All of lore.kernel.org
 help / color / mirror / Atom feed
From: Ross Zwisler <ross.zwisler@linux.intel.com>
To: Dave Chinner <david@fromorbit.com>
Cc: Jan Kara <jack@suse.cz>,
	Ross Zwisler <ross.zwisler@linux.intel.com>,
	Dan Williams <dan.j.williams@intel.com>,
	Matthew Wilcox <willy@linux.intel.com>,
	Christoph Hellwig <hch@infradead.org>,
	"linux-kernel@vger.kernel.org" <linux-kernel@vger.kernel.org>,
	Alexander Viro <viro@zeniv.linux.org.uk>,
	Andrew Morton <akpm@linux-foundation.org>,
	linux-fsdevel <linux-fsdevel@vger.kernel.org>,
	linux-nvdimm <linux-nvdimm@ml01.01.org>
Subject: Re: [PATCH 2/2] dax: fix bdev NULL pointer dereferences
Date: Sat, 6 Feb 2016 22:27:23 -0700	[thread overview]
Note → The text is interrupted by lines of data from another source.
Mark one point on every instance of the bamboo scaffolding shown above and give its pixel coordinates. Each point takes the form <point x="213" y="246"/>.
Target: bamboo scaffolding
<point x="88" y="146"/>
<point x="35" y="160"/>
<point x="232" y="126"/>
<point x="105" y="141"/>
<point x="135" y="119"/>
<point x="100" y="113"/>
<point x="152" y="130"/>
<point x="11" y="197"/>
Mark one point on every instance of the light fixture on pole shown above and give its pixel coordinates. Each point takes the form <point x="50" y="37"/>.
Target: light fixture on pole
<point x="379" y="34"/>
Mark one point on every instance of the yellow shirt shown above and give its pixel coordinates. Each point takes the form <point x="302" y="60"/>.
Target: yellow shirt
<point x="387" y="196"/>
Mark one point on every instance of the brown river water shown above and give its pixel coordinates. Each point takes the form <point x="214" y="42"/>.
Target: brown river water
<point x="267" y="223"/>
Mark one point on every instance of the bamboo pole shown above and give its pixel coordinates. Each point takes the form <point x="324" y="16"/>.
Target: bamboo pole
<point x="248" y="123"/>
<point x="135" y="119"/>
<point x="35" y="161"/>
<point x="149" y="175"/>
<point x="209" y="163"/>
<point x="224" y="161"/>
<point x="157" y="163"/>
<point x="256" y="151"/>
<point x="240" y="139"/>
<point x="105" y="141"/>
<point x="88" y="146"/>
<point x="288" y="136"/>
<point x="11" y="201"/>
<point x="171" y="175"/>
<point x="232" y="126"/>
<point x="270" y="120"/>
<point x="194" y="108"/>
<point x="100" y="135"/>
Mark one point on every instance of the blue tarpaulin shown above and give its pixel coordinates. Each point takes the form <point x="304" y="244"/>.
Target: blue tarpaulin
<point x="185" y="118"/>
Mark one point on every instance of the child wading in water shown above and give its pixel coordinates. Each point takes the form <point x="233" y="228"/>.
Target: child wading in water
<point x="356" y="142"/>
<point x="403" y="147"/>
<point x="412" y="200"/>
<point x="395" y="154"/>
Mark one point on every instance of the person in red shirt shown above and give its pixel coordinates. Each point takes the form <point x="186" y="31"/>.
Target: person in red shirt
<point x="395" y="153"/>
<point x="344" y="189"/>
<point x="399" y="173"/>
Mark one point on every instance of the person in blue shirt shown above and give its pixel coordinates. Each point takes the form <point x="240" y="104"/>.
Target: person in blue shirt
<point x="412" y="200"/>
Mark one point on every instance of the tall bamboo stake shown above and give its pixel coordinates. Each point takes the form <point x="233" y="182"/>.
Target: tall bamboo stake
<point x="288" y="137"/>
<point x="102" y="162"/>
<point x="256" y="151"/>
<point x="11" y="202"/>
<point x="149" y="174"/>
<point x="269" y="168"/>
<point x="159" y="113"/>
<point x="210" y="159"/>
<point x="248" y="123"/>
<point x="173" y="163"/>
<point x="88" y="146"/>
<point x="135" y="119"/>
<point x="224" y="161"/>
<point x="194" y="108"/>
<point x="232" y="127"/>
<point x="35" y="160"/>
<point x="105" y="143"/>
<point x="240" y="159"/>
Message-ID: <20160207052723.GA26420@linux.intel.com> (raw)
In-Reply-To: <20160206231512.GF31407@dastard>

On Sun, Feb 07, 2016 at 10:15:12AM +1100, Dave Chinner wrote:
> On Thu, Feb 04, 2016 at 10:15:58AM +0100, Jan Kara wrote:
> > On Wed 03-02-16 13:13:28, Ross Zwisler wrote:
> > > Here is the comment from Dave Chinner that had me move to having the calls to
> > > dax_writeback_mapping_range() into the generic mm code:
> > > 
> > >    > Lastly, this flushing really needs to be inside
> > >    > filemap_write_and_wait_range(), because we call the writeback code
> > >    > from many more places than just fsync to ensure ordering of various
> > >    > operations such that files are in known state before proceeding
> > >    > (e.g. hole punch).
> > > https://lkml.org/lkml/2015/11/16/847
> .....
> > > > So revisiting the decision I see two options:
> > > > 
> > > > 1) Move the DAX flushing code from filemap_write_and_wait() into
> > > > ->writepages() fs callback. There the filesystem can provide all the
> > > > information it needs including bdev, get_block callback, or whatever.
> > > 
> > > This seems fine as long as we add it to ->fsync as well since ->writepages is
> > > never called in that path, and as long as we are okay with skipping DAX
> > > writebacks on hole punch, truncate, and block relocation.
> > 
> > Look at ext4_sync_file() -> filemap_write_and_wait_range() ->
> > __filemap_fdatawrite_range() -> do_writepages(). Except those nrpages > 0
> > checks which would need to be changed.
> 
> Just to be clear: this is pretty much what I was implying was
> necessary when I said that the DAX flushing needed to be "inside
> filemap_write_and_wait_range".  And that's what I thought Ross was
> planning on doing after that round discussion.  i.e. Ross said:
> 
> "If the race described above isn't an issue then I agree moving this
> call out of the filesystems and down into the generic page writeback
> code is probably the right thing to do."
> 
> https://lkml.org/lkml/2015/11/17/718
> 
> Realistically, what Jan is saying in this thread is exactly what I
> said we needed to do way back when I first pointed out that fsync
> was broken and dirty tracking in the mapping radix tree was still
> needed for fsync to work effectively.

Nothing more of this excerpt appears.